Die lange Inkubationszeit mache Corona so besonders unter den Plagen, sagt Aschkenasi. Zweiwöchige Intensivmaßnahmen nützten nicht viel zur Bewältigung, stattdessen brauche es einen nachhaltigen und tragfähigen Plan: "Erst nach langem Training zahlt sich die harte Arbeit aus", so der Experte. Entscheidend sei hierfür die Gemütsverfassung. Oder, übertragen auf Corona: "Es braucht die Bereitschaft, über einen langen Zeitraum das gleiche Maß an Schutzaktivitäten aufrechtzuerhalten."

Müdigkeit spielt entscheidende Rolle

Hier kommt ein weiterer Faktor ins Spiel, der eine entscheidende Rolle für den Erfolg oder Misserfolg auf der Laufstrecke spielt: die Müdigkeit. "Gegen Ende eines Marathons wartet vielleicht der 'Mann mit dem Hammer'", beschreibt Aschkenasi ein bekanntes Phänomen im Langstreckenlauf.
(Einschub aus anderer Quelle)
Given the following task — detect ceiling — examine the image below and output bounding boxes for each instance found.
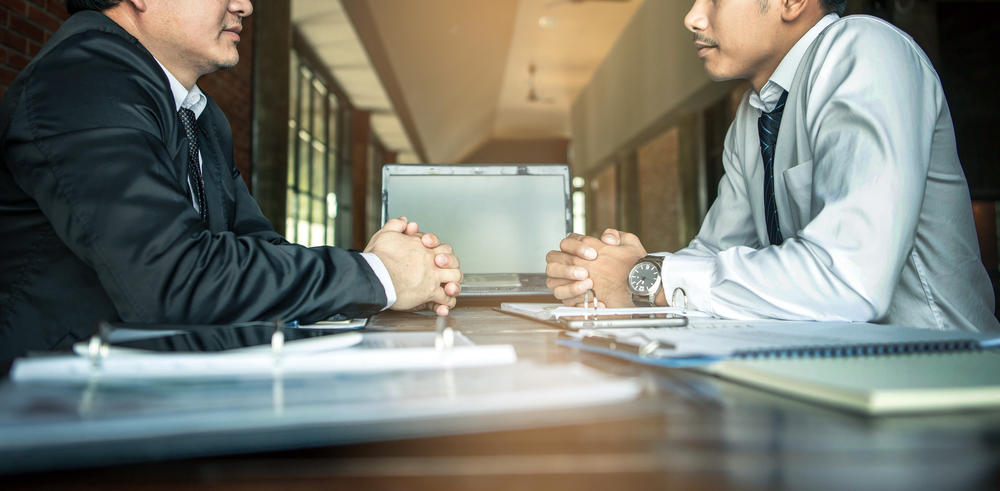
[292,0,644,164]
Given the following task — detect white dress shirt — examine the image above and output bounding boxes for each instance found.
[156,62,396,310]
[660,14,998,332]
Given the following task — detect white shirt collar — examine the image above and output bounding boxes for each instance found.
[750,13,839,112]
[154,59,207,118]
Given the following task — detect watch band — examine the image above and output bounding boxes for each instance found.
[630,291,656,307]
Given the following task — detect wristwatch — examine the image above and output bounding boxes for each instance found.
[627,255,664,307]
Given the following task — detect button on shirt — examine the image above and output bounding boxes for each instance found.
[657,15,998,332]
[155,62,397,310]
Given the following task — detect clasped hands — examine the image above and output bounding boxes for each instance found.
[545,228,649,308]
[364,221,654,314]
[364,217,462,316]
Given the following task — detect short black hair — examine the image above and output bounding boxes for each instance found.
[65,0,122,14]
[820,0,847,15]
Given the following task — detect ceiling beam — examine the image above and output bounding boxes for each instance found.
[340,0,428,163]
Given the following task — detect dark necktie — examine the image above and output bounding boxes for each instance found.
[758,90,788,246]
[178,107,208,225]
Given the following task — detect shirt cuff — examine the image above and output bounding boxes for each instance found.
[661,253,716,316]
[360,252,396,311]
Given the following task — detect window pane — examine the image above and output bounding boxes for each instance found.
[311,197,325,246]
[297,190,311,246]
[299,67,312,135]
[285,190,298,243]
[312,141,325,200]
[312,84,325,144]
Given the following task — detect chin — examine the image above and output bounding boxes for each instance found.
[215,56,240,70]
[704,66,738,83]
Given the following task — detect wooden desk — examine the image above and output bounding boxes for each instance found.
[5,307,1000,490]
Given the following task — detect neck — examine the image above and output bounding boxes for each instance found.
[101,7,200,90]
[750,10,827,95]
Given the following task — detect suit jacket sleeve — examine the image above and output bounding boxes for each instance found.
[3,28,387,324]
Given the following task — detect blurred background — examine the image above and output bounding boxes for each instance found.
[1,0,997,291]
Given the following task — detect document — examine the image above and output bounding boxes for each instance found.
[11,332,517,382]
[558,318,1000,366]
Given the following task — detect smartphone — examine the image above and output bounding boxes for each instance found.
[558,313,687,329]
[103,322,346,352]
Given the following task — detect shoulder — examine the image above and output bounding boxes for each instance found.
[792,15,941,111]
[11,12,174,140]
[804,15,935,76]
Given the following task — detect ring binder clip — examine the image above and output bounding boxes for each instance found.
[271,318,285,368]
[87,322,112,371]
[671,288,688,314]
[435,316,455,352]
[639,340,662,357]
[584,289,598,317]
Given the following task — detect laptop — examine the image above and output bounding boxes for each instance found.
[381,164,571,297]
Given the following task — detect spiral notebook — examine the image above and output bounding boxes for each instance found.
[700,351,1000,414]
[557,318,1000,367]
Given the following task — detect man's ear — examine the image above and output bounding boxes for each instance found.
[780,0,811,22]
[122,0,148,12]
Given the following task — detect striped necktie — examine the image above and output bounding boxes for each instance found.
[758,90,788,246]
[178,107,208,225]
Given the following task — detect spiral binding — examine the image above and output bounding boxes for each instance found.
[733,340,982,359]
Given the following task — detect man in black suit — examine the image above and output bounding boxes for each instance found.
[0,0,462,359]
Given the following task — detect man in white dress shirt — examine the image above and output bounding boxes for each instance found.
[545,0,999,332]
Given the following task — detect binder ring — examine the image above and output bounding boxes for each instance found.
[584,289,598,313]
[271,319,285,367]
[671,288,688,313]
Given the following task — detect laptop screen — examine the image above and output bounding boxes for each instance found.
[382,164,571,274]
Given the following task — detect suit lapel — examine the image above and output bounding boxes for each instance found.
[197,114,230,232]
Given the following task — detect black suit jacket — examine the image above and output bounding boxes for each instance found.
[0,12,387,359]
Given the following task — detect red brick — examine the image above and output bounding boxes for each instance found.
[27,5,60,32]
[25,39,39,55]
[2,29,28,54]
[0,0,28,16]
[7,49,28,69]
[0,64,17,85]
[9,14,43,40]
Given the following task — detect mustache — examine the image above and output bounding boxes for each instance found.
[693,33,718,47]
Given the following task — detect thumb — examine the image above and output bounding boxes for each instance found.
[601,229,622,246]
[381,216,409,233]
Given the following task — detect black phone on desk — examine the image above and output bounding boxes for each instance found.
[100,321,360,352]
[558,313,687,330]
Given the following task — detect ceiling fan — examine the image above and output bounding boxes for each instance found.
[526,62,555,104]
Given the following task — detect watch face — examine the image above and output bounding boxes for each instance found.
[628,261,660,295]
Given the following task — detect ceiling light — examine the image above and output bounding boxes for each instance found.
[538,16,557,28]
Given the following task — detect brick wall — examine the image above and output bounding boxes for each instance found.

Plötzlich bricht die Leistung ein, und der Sportler läuft 'vor die Wand'. Hierauf muss er vorbereitet sein. "Er kann nicht weitermachen wie bisher, sondern muss andere Dinge aktivieren." Wenn im Fall von Corona ein Plan nachhaltig und wirksam scheine, könne man dennoch nicht einfach "immer dasselbe" weitermachen, sondern müsse konstant Anpassungen vornehmen und auf die Realität reagieren.

Wenn Dinge am Ende doch mal nicht so laufen, wie sie sie sich vorgestellt hat, behält die strengreligiöse Jüdin Deutsch trotzdem ihren Optimismus. "Alles im Leben geschieht nach einem Plan Gottes. Auch wenn es schwer ist, konstant besser zu werden, gibt es also keinen Grund für allzu große Sorgen!"